Detailed RonDB Internals#
This chapter mentions a few basic foundations for the software design in RonDB. We have already touched upon that we use the fail fast model for software development. This is natural when you expect that your nodes are always setup in a replicated fashion. It is not so natural when you have downtime associated with each node failure.
Internal triggers in RonDB#
In Mikael Ronströms Ph.D thesis he developed quite a few algorithms for node recovery, for online schema changes and so forth. Most of those algorithms are based on a trigger approach.
In RonDB we make use of triggers for a wide range of topics. We use triggers to maintain our ordered indexes (T-trees). Thus every change on a column that is part of an ordered index will generate an insert trigger and a delete trigger on the ordered index.
We use triggers to maintain our unique indexes. We use triggers to maintain our foreign keys. We use triggers for various meta data operations such as when building an index as an online operation.
When adding nodes we dynamically add more partitions to parts of the table.
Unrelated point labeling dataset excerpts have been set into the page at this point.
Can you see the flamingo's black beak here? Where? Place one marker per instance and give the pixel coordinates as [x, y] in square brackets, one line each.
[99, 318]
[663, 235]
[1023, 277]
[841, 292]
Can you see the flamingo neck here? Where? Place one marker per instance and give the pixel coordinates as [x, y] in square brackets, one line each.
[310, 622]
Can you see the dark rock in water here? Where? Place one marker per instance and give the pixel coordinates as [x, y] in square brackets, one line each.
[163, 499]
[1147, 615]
These partitions are built as an online operation and we use triggers to maintain these new partitions. We use triggers to maintain fully replicated tables.
The nice thing about our triggers is that they are very well integrated with our transactional changes. RonDB does almost every change in a transactional context. This means that using triggers makes it is easy for us to perform additional changes required by online meta data operations and maintaining indexes and so forth.
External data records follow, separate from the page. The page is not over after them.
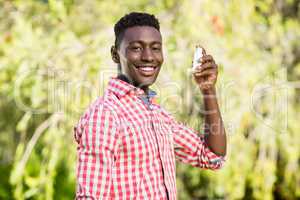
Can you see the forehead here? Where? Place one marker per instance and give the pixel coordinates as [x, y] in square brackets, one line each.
[145, 34]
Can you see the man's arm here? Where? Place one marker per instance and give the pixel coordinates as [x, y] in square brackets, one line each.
[96, 138]
[206, 77]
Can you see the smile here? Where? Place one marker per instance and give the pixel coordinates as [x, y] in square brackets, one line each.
[146, 70]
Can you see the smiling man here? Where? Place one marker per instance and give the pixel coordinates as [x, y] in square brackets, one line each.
[127, 143]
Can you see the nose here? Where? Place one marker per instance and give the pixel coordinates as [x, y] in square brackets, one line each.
[147, 55]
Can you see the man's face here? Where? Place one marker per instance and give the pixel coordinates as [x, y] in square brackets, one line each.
[141, 55]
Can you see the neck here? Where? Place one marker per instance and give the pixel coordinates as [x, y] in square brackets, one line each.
[123, 77]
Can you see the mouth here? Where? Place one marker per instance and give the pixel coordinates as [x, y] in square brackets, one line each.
[146, 70]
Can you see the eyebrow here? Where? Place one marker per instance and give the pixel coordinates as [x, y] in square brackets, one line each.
[143, 42]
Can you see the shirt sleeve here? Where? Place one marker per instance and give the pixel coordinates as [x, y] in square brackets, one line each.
[190, 148]
[97, 143]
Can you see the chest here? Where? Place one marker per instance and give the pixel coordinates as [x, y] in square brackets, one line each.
[146, 133]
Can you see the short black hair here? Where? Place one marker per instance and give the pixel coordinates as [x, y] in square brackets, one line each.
[133, 19]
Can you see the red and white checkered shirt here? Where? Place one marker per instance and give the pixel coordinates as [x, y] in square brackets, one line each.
[127, 148]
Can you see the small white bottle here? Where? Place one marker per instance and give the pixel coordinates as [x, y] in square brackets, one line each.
[197, 57]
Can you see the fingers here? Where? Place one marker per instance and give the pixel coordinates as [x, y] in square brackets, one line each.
[208, 72]
[205, 66]
[206, 58]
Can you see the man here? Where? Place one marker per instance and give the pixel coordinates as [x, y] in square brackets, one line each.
[127, 144]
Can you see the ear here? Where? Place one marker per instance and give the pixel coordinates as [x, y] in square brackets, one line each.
[114, 54]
There are asynchronous triggers as well that are used to maintain our event reporting APIs that are used for replicating from one cluster to another.
Transporter Model#
All our communication methods are located in a transporter. Transporters interact with the remaining parts of the virtual machine in the data nodes. The virtual machine need not worry about what technique we are using to transport the data.
Over the years we have implemented transporters for Dolphin SCI technology, shared memory, TCP/IP and a special transporter for OSE/Delta messages.
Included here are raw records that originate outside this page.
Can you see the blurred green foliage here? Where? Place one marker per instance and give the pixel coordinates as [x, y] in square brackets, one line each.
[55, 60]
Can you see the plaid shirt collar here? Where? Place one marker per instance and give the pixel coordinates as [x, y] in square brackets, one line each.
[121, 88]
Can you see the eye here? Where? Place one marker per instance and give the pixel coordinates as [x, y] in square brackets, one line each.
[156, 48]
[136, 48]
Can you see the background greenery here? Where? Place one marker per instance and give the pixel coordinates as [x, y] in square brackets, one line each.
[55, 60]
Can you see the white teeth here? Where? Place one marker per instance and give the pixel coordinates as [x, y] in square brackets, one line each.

The SCI transporter is no longer needed since Dolphin technology can be used with Dolphin SuperSockets. These provide communication to another within less than a microsecond and is even better integrated with the Linux OS compared to using a native SCI transporter.
The shared memory transporter was revived in MySQL Cluster 7.6. This greatly improves latency when colocating the NDB API nodes and the RonDB data nodes.
RonDB runs well on Infiniband as well, previously we used SDP in the same fashion as for Dolphin SuperSocket, but now it is more common to use IPoIB (IP over InfiniBand).
Memory Allocation principles#
Historically memory allocation was a very expensive operation. Thus to get the optimal performance it was a good idea to avoid allocating small amounts of memory.
This reason for managing your own memory is smaller with modern malloc implementations that scale very well and have little overhead. However using malloc to extend the memory in a process can still cause extra latency.
Managing your own memory is however still a very good idea to ensure that you can get the best possible real-time experience. It also greatly improves your control over the execution of the RonDB data nodes. Since RonDB data nodes allocate all the memory at the startup and it can even lock this memory it ensures that other programs executing on the same machine cannot destroy the setup of the RonDB data node.
The preferred method for using RonDB is to set the LockInMainMemory parameter to 1 such that the memory is locked once allocated. RonDB data nodes allocate all its memory in the startup phase. Once it has allocated the memory it maintains the memory itself.
Allocating memory dynamically provides a more flexible environment. It is much harder to provide the highest availability in a flexible environment. Most every program in the world can get into hang situations when overallocating memory. Overallocation of memory leads to swapping that slows the process down to a grinding halt. So even if the process still is considered up and running, it is not delivering the expected service.
In contrast the RonDB data nodes takes the pain at startup, once the node is up and running, it won’t release its memory, thus ensuring continued operation. Our flexibility instead comes from that data nodes can be restarted with a new configuration without causing any downtime in the system.
The MySQL Server and the NDB API use a much more traditional memory allocation principle where memory is allocated and released as needs arise.
Automatic Memory Configuration#
In RonDB we implemented automatic memory configurations. This means that we will use OS information to retrieve information about the amount of memory available in the machine. We will use almost all of the available memory. RonDB will decide how much memory is used for various purposes. RonDB will ensure that it is possible to create a large amount of tables, columns, indexes and other schema objects. It will ensure that it is possible to handle fairly large transactions and many parallel transactions. The remainder of the memory is divided between the memory of the page cache for disk columns and the memory used to store the actual in-memory rows (90% of the remaining memory is used for this purpose).
Angel process#
Automated responses to failures is important in RonDB. Our approach to solving this problem is to ensure that any node failure is followed by a node restart. We implement this by using an angel process when starting a data node.
When starting the data node it is the angel process that is started. After reading the configuration from the management server the angel process will fork itself into an angel process that simply waits for the running data node process to fail. The actual work in the data node is executed by the forked process.
When the forked process stops, the angel process discovers it and restarts the process and thus a node restart is immediately started after the node failure.
It is possible to configure the cluster such that we don’t get those automatic restarts, but there is very little reason to use this configuration option.